In general, suppose x= A.BCCCCC... where "A" is the entire number before the decimal point, "B" is any decimals before repetition, and "C" is the repeating block. Also let "n" be the number of decimal places in B, "m" the number of decimal places in C.
In your example, 0.7777777..., A= 0, B= 0 (and so n= 0) and C= 7 (and so m= 1).
If x= A.BCCCCC... then [itex]10^nx= AB.CCCC...[/itex] and [itex]10^{n+m}= ABC.CCCCC...[/itex]. Subtracting, [itex](10^{n+m}- 10^n})x= ABC- AB[/itex] Where "ABC- AB" is now an integer. (Note that "ABC" does NOT mean "A times B time C" here!).
In your example, n=0 and m= 1 so [itex]10^{n+m}- 10^n= 10^1- 10^0= 10- 1= 9[/itex] and "ABC" is 7 while AB is 0: 9x= 7. Again, what is x?
(Yes, it is NOT 77/100 because that would be 0.7700000...)
Here's another example: write 423.923425252525... where "25" is the repeating section. The "non-repeating" decimal part is "9234" which has 4 decimal places. Multiply both sides of x= 423.923425252525... by [itex]10^4= 10000[/itex] gives 10000x= 4239234.25252525...[/itex]. The repeating part, "25", has two decimal places so multiply that by [itex]10^2= 100[/itex], which would be the same as multiplying the original equation by [itex]10^{4+2}= 10^6= 1000000[/itex], gives [itex]1000000x= 42393425.252525...[/itex]

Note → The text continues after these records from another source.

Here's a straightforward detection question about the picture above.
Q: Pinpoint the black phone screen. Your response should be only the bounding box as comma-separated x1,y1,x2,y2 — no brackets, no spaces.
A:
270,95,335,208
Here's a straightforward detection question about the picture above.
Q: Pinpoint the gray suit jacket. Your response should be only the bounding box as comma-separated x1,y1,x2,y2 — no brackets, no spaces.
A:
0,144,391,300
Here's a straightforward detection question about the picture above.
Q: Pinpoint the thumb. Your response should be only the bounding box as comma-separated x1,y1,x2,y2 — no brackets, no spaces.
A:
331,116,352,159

Now subract those two: [itex]1000000x- 10000x= 990000x= 42393425.252525...-4239234.25252525...= 38154191[/itex]. Finally, then, x= 38154191/990000. Reduce that fraction if possible.
Note that the "repeating" was essential there. If that "25" did not continue repeating, the two decimal parts would not be the same and we could not cancel them.